The Enugu State Governor, Dr. Peter Ndubuisi Mbah, at the 2025 Commonwealth Trade and Investment Summit in London, posited that in Africa’s population and regional collaboration in trade lays strength for development, not aid.
In his closing remark at the summit, the State Governor stated that Africa’s economic renaissance lies in extensive trade, not aid or charity.
Mbah further charged African continents to exploit the power of intra-Africa trade and opportunities inherent in the African Continental Free Trade Area, AfCFTA reiterating that in this, she can build her table rather than wait to be invited to the table by developed countries.
“Large population, plus Africa’s combined GDP of $3.4 trillion and the fact that the continent has 65 percent of the world’s uncultivated arable land means Africa should be building the table – and not waiting to be invited to the table.”

However, Recognizing the continent’s challenges, Mbah proposed, “One of the solutions lies in fully exploiting the power of trade, particularly intra-Africa trade; this was what AfCFTA came to fill.”
“The World Bank estimates that AfCFTA could lift 30 million people out of extreme poverty, raise incomes for 68 million people, and boost Africa’s income by $450 billion by 2035; that is about 10 years from now,” he said.
“The dream of a continent-wide common market remains as yet elusive. Despite our frameworks, deep-rooted structural barriers still exist: Only 14.4 percent of Africa’s trade is intra-African, compared to 69 percent in Europe and 59 percent in Asia.”
“Just seven percent of Africa’s trade moves by air, yet we still face the highest intra-continental flight costs in the world. Over 70 percent of goods are transported by road — but poor road infrastructure and border bottlenecks cost us over $4 billion annually in lost trade.”
“Maritime transport is underutilized. Only one in ten African countries has a major port efficiently connected to inland markets. Rail systems – our most cost-effective bulk trade option — remain disconnected or outdated across most continents. These statistics are dismal, especially given that it is nearly a decade since the signing of the AfCFTA,” Governor Mbah stated.
Despite the challenges enumerated, the Enugu State Governor expressed hope for a brighter tomorrow if positive actions are taken;
“It is not all doom and gloom; it took the European Union over 35 years to launch its Single Market; Africa should learn from the EU by taking action, prioritizing regulatory frameworks, human capital, and infrastructure, among others.”
“The EU did not just talk integration. They backed it with laws, infrastructure, and political commitment. Africa can learn from this. We cannot talk about building a common market when we are not yet connected — physically or digitally.”

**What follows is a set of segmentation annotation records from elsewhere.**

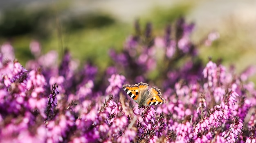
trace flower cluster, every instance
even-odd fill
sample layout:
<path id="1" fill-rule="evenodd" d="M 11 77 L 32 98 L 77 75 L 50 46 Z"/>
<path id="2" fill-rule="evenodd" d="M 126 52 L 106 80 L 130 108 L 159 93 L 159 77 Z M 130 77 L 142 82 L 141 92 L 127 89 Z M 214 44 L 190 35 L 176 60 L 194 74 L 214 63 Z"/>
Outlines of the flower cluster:
<path id="1" fill-rule="evenodd" d="M 101 73 L 81 68 L 66 50 L 41 53 L 24 67 L 6 43 L 0 50 L 0 142 L 209 143 L 256 141 L 256 90 L 249 77 L 209 60 L 204 65 L 191 40 L 194 24 L 183 18 L 155 37 L 153 26 L 135 23 L 122 50 Z M 202 44 L 219 37 L 210 33 Z M 120 74 L 121 73 L 121 74 Z M 138 105 L 122 85 L 142 81 L 161 89 L 166 103 Z"/>

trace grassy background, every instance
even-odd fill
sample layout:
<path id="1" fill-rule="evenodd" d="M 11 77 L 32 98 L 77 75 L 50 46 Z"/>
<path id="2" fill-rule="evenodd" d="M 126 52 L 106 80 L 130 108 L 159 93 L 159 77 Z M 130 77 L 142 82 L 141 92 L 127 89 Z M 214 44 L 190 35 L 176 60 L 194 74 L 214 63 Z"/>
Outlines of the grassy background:
<path id="1" fill-rule="evenodd" d="M 153 35 L 162 36 L 166 26 L 173 24 L 182 15 L 188 18 L 189 22 L 193 22 L 189 15 L 197 4 L 181 3 L 168 7 L 156 6 L 137 18 L 142 28 L 146 22 L 151 22 Z M 73 58 L 82 63 L 90 61 L 102 71 L 110 62 L 109 48 L 122 48 L 126 38 L 134 32 L 133 22 L 122 21 L 103 11 L 70 14 L 67 12 L 69 6 L 68 2 L 59 2 L 38 9 L 20 7 L 3 11 L 0 20 L 0 45 L 7 41 L 11 42 L 16 58 L 24 65 L 33 58 L 29 44 L 32 39 L 36 39 L 41 43 L 44 53 L 56 50 L 61 58 L 63 49 L 67 48 Z M 253 32 L 254 29 L 250 24 L 241 22 L 236 17 L 231 15 L 215 27 L 207 24 L 196 27 L 192 36 L 195 43 L 212 30 L 220 35 L 220 39 L 210 47 L 200 48 L 199 55 L 205 63 L 209 56 L 213 61 L 221 58 L 225 65 L 233 64 L 238 72 L 255 64 L 256 44 L 252 38 L 256 33 Z M 256 77 L 252 78 L 254 81 Z"/>

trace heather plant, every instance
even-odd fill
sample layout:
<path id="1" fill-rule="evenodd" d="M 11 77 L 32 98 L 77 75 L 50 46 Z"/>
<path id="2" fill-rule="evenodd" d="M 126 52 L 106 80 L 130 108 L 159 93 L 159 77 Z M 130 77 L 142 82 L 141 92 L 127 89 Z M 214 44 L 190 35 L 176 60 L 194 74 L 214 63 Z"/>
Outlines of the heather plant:
<path id="1" fill-rule="evenodd" d="M 255 142 L 253 67 L 237 74 L 220 62 L 204 65 L 202 45 L 190 38 L 194 24 L 184 19 L 162 37 L 150 23 L 135 27 L 121 51 L 110 50 L 113 62 L 100 74 L 90 62 L 79 67 L 68 50 L 58 65 L 57 52 L 43 54 L 36 41 L 25 67 L 3 44 L 0 142 Z M 139 108 L 122 87 L 141 81 L 160 89 L 166 102 Z"/>

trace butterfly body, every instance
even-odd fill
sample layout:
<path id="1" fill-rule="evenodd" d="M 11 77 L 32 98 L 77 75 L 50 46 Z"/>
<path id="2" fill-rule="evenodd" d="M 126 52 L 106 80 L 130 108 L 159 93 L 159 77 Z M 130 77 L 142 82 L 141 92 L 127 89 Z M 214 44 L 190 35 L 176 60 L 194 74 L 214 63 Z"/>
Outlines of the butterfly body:
<path id="1" fill-rule="evenodd" d="M 166 100 L 162 98 L 160 89 L 152 87 L 148 91 L 148 84 L 146 83 L 123 85 L 123 89 L 138 104 L 139 108 L 143 106 L 161 104 L 166 102 Z"/>

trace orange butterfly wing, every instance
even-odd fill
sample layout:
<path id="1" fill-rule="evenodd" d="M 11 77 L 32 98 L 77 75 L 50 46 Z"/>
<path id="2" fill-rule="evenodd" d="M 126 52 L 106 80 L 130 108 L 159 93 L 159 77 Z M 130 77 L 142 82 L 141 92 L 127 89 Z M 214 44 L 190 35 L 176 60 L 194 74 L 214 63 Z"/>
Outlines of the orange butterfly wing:
<path id="1" fill-rule="evenodd" d="M 134 85 L 130 84 L 123 85 L 123 89 L 126 93 L 126 94 L 130 97 L 134 101 L 138 103 L 138 98 L 140 91 L 147 90 L 148 84 L 146 83 L 140 82 Z"/>

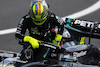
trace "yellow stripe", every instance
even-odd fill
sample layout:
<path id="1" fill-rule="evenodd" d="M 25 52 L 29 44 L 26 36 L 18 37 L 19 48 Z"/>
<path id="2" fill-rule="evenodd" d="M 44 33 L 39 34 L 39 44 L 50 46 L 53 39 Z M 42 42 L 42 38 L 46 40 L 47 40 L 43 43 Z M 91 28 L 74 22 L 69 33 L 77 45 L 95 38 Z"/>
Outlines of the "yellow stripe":
<path id="1" fill-rule="evenodd" d="M 81 37 L 80 44 L 85 44 L 85 37 Z"/>

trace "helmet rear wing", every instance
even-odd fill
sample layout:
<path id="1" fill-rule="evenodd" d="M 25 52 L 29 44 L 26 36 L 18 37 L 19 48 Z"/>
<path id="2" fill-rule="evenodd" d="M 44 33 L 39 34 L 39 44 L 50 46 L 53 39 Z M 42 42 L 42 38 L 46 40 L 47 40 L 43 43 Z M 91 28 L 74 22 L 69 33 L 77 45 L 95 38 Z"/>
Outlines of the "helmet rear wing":
<path id="1" fill-rule="evenodd" d="M 65 28 L 72 35 L 85 36 L 100 39 L 100 23 L 88 20 L 66 18 Z"/>

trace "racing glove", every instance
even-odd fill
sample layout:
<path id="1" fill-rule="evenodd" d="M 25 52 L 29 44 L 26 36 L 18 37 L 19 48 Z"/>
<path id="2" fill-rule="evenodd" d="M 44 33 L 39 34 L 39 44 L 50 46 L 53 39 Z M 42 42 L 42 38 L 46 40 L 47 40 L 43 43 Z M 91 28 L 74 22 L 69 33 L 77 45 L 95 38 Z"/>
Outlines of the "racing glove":
<path id="1" fill-rule="evenodd" d="M 62 39 L 62 35 L 56 34 L 55 39 L 52 41 L 52 43 L 56 45 L 60 45 L 61 39 Z"/>
<path id="2" fill-rule="evenodd" d="M 32 45 L 33 49 L 39 48 L 39 43 L 42 41 L 39 41 L 31 36 L 25 36 L 23 39 L 24 42 L 29 42 Z"/>

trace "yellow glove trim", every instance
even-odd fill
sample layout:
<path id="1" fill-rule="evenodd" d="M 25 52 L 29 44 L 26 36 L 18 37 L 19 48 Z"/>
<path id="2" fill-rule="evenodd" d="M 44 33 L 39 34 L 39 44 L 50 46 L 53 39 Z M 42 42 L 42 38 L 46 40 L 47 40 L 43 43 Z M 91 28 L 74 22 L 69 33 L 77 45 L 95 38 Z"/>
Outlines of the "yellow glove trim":
<path id="1" fill-rule="evenodd" d="M 60 45 L 61 39 L 62 39 L 62 35 L 56 34 L 55 39 L 52 41 L 52 43 L 56 45 Z"/>
<path id="2" fill-rule="evenodd" d="M 36 48 L 39 48 L 39 43 L 38 42 L 41 42 L 35 38 L 32 38 L 31 36 L 25 36 L 24 39 L 23 39 L 24 42 L 29 42 L 33 49 L 36 49 Z"/>

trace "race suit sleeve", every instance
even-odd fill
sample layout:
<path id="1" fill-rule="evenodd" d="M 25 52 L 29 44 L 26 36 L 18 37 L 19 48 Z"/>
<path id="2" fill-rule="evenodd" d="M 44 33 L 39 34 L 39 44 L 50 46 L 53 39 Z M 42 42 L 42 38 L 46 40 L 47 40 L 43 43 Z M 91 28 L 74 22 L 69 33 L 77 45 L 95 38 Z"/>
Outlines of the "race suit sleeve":
<path id="1" fill-rule="evenodd" d="M 25 36 L 25 32 L 26 32 L 26 24 L 25 24 L 25 19 L 22 18 L 20 23 L 17 26 L 17 30 L 15 33 L 15 37 L 19 42 L 23 42 L 23 38 Z"/>

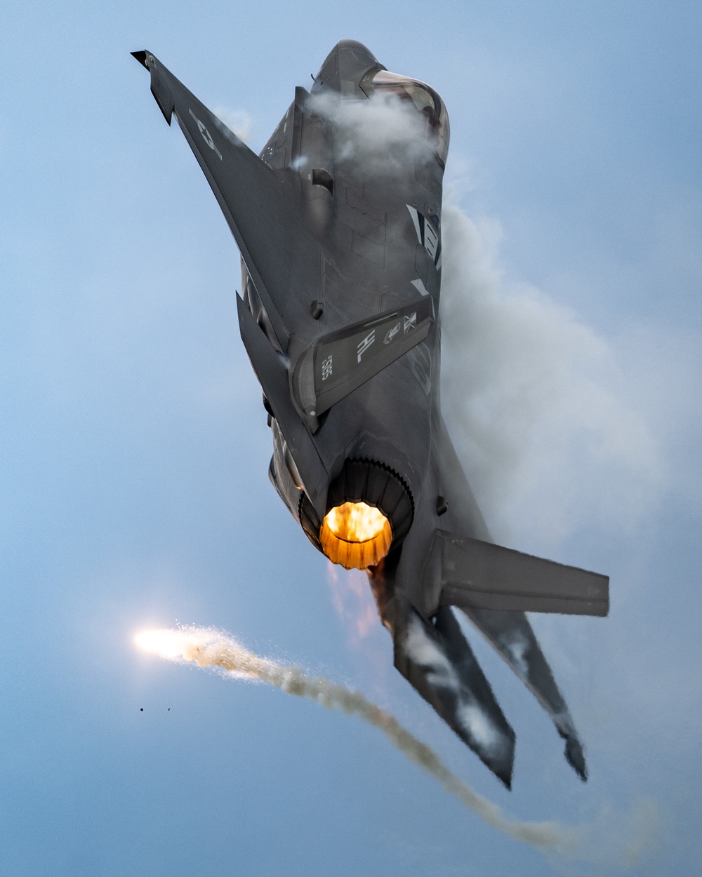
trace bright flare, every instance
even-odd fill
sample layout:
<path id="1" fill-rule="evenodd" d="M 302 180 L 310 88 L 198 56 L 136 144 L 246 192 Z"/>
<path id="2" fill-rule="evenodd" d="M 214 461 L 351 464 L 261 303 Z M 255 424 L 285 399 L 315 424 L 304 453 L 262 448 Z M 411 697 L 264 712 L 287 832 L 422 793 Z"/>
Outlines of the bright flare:
<path id="1" fill-rule="evenodd" d="M 335 685 L 324 676 L 311 677 L 299 667 L 285 667 L 262 658 L 249 651 L 224 631 L 212 628 L 183 627 L 175 631 L 145 631 L 134 638 L 136 644 L 147 652 L 170 660 L 195 661 L 199 667 L 211 667 L 224 671 L 227 676 L 257 679 L 267 682 L 289 695 L 306 697 L 327 709 L 340 709 L 347 715 L 358 716 L 387 737 L 390 743 L 410 761 L 437 780 L 444 790 L 455 795 L 469 809 L 480 816 L 488 825 L 504 831 L 514 840 L 519 840 L 545 852 L 556 852 L 566 857 L 584 861 L 616 862 L 618 867 L 631 867 L 645 851 L 645 838 L 650 835 L 656 824 L 653 805 L 644 807 L 632 817 L 628 831 L 620 832 L 612 839 L 612 849 L 603 849 L 605 822 L 592 826 L 565 827 L 554 822 L 517 822 L 505 816 L 500 808 L 483 797 L 462 780 L 459 780 L 442 763 L 433 750 L 418 740 L 393 717 L 380 707 L 371 703 L 359 691 L 350 691 L 343 685 Z M 603 816 L 604 820 L 604 816 Z M 645 830 L 641 840 L 634 825 L 641 822 Z M 600 824 L 601 823 L 601 824 Z M 606 814 L 606 825 L 611 825 L 612 816 Z M 636 837 L 634 837 L 636 832 Z M 621 849 L 620 835 L 624 838 Z M 620 852 L 621 849 L 621 852 Z"/>
<path id="2" fill-rule="evenodd" d="M 366 569 L 388 553 L 392 530 L 380 509 L 365 503 L 344 503 L 325 517 L 319 541 L 332 563 L 347 569 Z"/>

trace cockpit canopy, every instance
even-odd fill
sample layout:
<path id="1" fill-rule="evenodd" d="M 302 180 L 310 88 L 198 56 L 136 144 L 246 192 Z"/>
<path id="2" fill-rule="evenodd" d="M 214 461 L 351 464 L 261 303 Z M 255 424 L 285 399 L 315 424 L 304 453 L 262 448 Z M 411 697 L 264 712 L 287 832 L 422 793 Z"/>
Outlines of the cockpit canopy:
<path id="1" fill-rule="evenodd" d="M 369 97 L 374 94 L 392 95 L 401 101 L 412 101 L 426 119 L 427 139 L 434 141 L 436 154 L 446 164 L 450 126 L 444 102 L 434 89 L 417 79 L 410 79 L 390 70 L 369 70 L 359 83 Z"/>

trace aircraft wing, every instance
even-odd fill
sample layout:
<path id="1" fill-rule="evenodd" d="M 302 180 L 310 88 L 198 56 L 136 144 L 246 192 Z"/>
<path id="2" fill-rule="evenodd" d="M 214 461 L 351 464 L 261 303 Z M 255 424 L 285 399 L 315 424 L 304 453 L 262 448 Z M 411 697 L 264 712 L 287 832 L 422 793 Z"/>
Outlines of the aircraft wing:
<path id="1" fill-rule="evenodd" d="M 175 113 L 217 197 L 281 349 L 321 282 L 319 248 L 304 231 L 302 205 L 292 186 L 266 164 L 149 52 L 133 52 L 151 73 L 151 90 L 166 121 Z M 292 282 L 304 277 L 304 283 Z"/>

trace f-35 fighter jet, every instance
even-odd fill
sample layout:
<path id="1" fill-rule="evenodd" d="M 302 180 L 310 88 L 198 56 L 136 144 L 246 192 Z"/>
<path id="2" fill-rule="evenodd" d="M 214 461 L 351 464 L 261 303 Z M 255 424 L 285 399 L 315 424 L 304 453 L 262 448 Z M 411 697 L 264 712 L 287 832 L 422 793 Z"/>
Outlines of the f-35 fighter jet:
<path id="1" fill-rule="evenodd" d="M 584 780 L 525 612 L 605 616 L 609 580 L 495 545 L 441 416 L 441 98 L 342 40 L 256 155 L 153 54 L 133 55 L 241 253 L 239 323 L 281 499 L 319 551 L 367 571 L 395 666 L 508 788 L 514 732 L 453 607 L 534 692 Z"/>

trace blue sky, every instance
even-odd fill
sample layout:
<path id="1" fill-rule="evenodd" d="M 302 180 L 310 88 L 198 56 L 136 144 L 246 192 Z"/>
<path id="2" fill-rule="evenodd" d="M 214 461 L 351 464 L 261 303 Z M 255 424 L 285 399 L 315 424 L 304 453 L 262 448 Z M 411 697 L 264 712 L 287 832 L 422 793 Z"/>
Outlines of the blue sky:
<path id="1" fill-rule="evenodd" d="M 691 3 L 4 7 L 0 870 L 616 874 L 643 831 L 628 873 L 698 873 L 701 24 Z M 518 735 L 501 789 L 393 670 L 360 580 L 335 579 L 277 499 L 236 248 L 128 54 L 247 112 L 259 147 L 342 38 L 442 95 L 472 223 L 457 275 L 483 283 L 487 325 L 526 339 L 519 365 L 562 365 L 557 393 L 537 384 L 507 417 L 526 429 L 507 474 L 471 477 L 514 547 L 612 576 L 608 619 L 534 621 L 587 785 L 474 637 Z M 513 369 L 476 389 L 453 361 L 447 396 L 475 393 L 455 429 L 497 389 L 498 434 Z M 515 818 L 595 824 L 605 853 L 548 860 L 357 720 L 134 650 L 176 622 L 362 689 Z"/>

“So, the question is not what is wrong, but what must be done; we need more than political will. We need a unified legal and regulatory framework that harmonizes trade rules, streamlines procedures, and builds confidence for businesses across borders.”
Mbah further advocated investment in critical sectors; “transport corridors, smart ports, cross-border rail, digital payments, efficient customs, and unified standards.”
“Also, no nation ever rises above the sheer capacity of its human capital. It will necessarily entail fixing our education system; this is a development imperative,” he said.
In conclusion, the Governor said, “AfCFTA is not a feel-good creation. Let us not allow regionalism to become a barrier to pan-African growth. Let us unite our markets, ports, rails, and ambitions. Africa’s economic renaissance lies in extensive trade – not aid or charity. Let us turn potential into performance. The time is now.”